Cikarang, Bekasi, 7/6 (ANTARA) - Lahan sawah di Desa Srimahi dan Srijaya, Kecamatan Tambun Utara, Kabupaten Bekasi, Jawa Barat, seluas 250 hektare terancam gagal panen akibat serangan hama tikus.
Kepala Dinas Pertanian Kabupaten Bekasi, Bambang di Cikarang, Senin, mengatakan serangan hama tikus tersebut terjadi Kampung Gabus, Kedung, Pulo Pater, Pulo Dadap, dan Alas Malang.
"Kerugian akibat hal itu mencapai ratusan juta rupiah karena ada yang sudah tidak bisa dimanfaatkan lagi berasnya.

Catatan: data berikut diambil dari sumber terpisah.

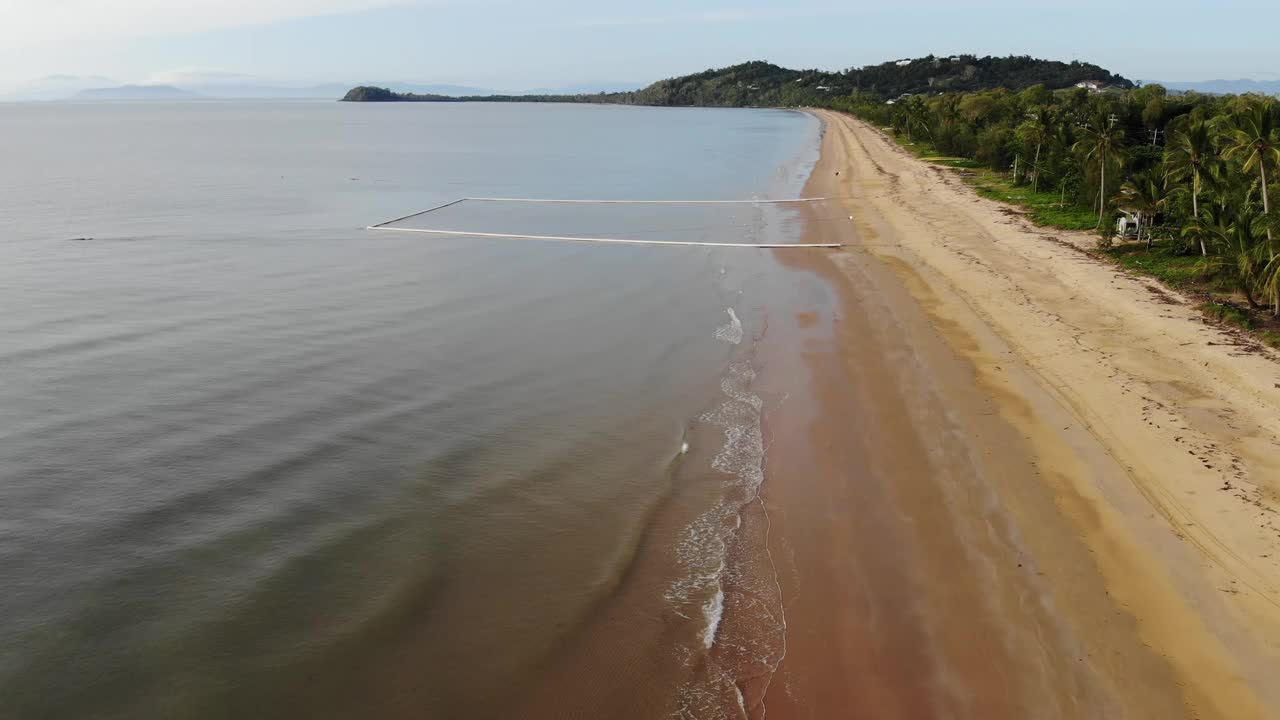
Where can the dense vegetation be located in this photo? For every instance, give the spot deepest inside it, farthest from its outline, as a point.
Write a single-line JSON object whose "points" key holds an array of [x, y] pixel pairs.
{"points": [[760, 83], [1196, 174]]}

Kami bersama petani akan memburu tikus-tikus itu secara bergiliran ke desa-desa tersebut," ujarnya.
Dikatakan Bambang, hama pengerat tersebut diduga berasal dari Kali Cikarang Bekasi Laut (CBL) yang bermigrasi ke lokasi pertanian.

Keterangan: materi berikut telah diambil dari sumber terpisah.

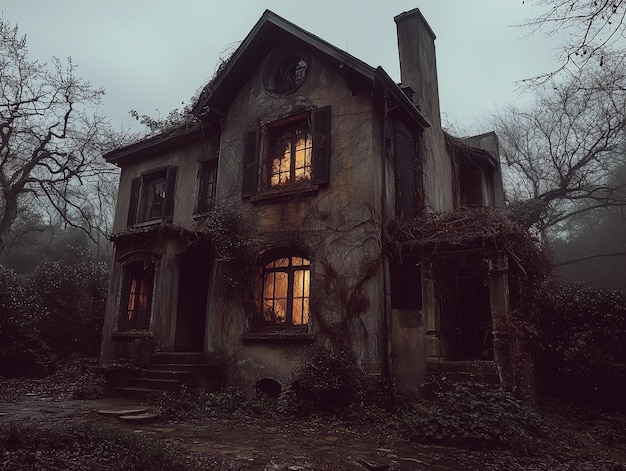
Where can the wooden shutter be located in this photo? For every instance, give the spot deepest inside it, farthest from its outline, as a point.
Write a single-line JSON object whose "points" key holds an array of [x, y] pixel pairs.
{"points": [[250, 163], [170, 190], [321, 145], [135, 186]]}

"Sebab, tikus memang selalu mencari dataran yang lebih tinggi. Hal ini sering terjadi hampir setiap bulan," katanya.
Hama tikus tersebut akan diantisipasi dengan cara membuat jebakan dan menyemprotkan gas pembasmi tikus. "Kegiatan itu akan kami lakukan dalam pekan ini. Sebab, kalau dibiarkan kasihan petani tidak mendapat masukan," katanya.

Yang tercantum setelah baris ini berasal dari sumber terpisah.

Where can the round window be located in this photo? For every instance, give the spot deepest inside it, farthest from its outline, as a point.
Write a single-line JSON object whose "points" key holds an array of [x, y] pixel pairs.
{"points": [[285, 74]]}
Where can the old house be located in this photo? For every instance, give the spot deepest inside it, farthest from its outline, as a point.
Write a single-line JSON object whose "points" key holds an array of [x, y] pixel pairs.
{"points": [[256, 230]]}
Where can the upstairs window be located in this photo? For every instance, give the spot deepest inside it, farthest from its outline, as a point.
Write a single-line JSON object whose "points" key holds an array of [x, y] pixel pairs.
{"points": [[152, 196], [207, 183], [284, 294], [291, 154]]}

Sementara itu, Marga (45) salah seorang petani di Kecamatan Sukatani, Kabupaten Bekasi, mengatakan serangan tikus telah menyebabkan sawah seluas 700 hektare di wilayah setempat dan Sukakarya mengalami gagal panen.
Akibat situasi itu, dirinya mengaku mengalami kerugian hingga jutaan rupiah. "Padahal untuk modal tanam dulu, saya berutang ke tetangga. Kalau sudah seperti ini, saya rugi besar," katanya.
Marga mengatakan, untuk membasmi hama tikus, petani melakukan perburuan dengan menggunakan gas beracun yang dimasukkan ke dalam lubang sarang tikus. Tikus yang keracunan akan berhamburan keluar dan dibunuh.